KeyDescriptionDefaultRange / Notes
unstableEffect mode00–18
hcoolMax cooling, scales with blade length701–255
lcoolMin cooling, applied directly201–255
sparkfSpark probability1201–255
sparkdSpark zone from the base101–100
driftReverse fire direction00 or 1
mapping_colorColor mapping mode00 or 1
mapcColor mapping strength500–255
mapbBrightness mapping strength500–255
ecolorEffect color0–1023 per channel
mapping_unstableReactivity source10, 1, 2, or 4 are the most relevant Fire modes
mapping_audioAudio sensitivity rangelow,high
refreshfxRefresh interval in ms121–255

Tuning Tips

  1. Blade length matters more for Fire than for most other unstable effects. If you change blade length, expect to retune hcool.
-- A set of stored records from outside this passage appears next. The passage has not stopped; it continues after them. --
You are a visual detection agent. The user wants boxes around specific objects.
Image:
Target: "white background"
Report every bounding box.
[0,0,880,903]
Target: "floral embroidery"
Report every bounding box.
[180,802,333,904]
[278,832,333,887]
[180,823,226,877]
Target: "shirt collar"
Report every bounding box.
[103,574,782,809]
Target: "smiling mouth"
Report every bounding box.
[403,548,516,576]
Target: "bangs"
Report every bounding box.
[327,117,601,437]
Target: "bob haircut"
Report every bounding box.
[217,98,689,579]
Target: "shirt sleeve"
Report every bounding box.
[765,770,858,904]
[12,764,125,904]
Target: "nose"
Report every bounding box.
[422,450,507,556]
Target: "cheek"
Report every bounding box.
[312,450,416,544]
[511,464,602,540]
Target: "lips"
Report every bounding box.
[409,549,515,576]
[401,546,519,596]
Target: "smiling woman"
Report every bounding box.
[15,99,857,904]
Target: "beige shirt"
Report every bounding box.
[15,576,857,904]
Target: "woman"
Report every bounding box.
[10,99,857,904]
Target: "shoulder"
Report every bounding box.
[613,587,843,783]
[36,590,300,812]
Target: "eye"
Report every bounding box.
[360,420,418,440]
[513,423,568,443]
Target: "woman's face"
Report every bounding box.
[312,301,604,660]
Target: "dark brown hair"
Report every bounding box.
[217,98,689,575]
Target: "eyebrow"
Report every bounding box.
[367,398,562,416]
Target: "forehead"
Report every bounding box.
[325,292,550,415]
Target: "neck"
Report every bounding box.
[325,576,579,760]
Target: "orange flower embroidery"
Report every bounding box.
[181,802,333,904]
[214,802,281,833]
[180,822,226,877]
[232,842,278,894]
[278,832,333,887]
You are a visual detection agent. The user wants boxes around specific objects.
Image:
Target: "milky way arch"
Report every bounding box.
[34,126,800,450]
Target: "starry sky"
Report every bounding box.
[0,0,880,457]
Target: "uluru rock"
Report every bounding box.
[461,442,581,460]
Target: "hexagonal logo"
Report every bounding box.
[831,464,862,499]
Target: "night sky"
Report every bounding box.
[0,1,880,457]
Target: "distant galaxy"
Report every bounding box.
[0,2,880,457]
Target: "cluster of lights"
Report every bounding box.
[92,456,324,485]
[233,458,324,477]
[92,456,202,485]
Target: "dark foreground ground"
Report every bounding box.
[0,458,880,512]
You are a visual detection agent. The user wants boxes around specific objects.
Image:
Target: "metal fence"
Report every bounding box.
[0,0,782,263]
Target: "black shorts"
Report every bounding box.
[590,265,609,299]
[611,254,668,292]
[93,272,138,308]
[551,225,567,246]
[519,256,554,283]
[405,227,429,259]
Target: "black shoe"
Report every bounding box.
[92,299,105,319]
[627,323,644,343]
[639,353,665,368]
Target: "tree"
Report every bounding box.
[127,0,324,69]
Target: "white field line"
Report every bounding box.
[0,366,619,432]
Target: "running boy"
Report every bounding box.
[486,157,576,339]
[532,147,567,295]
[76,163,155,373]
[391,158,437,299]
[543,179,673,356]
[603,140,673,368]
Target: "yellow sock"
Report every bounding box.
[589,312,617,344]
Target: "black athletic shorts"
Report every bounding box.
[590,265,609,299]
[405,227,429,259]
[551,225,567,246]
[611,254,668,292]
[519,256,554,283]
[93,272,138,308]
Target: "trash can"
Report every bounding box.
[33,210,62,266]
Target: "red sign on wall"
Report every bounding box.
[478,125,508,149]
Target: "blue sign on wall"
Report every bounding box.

  2. Start with mapping_color=1. Fire usually looks best with heat-map style color progression.
  3. Use sparkd to control flame width, not flame height. Height mainly comes from the balance between sparking and cooling.
  4. Angular mapping is one of Fire’s best features. It can make the blade feel physically responsive instead of just animated.
  5. drift=1 is dramatic. Use it intentionally for inverted flame looks, not as a tiny tweak.
  6. For ember or dying-fire looks, combine high hcool, low sparkf, and a slower refreshfx.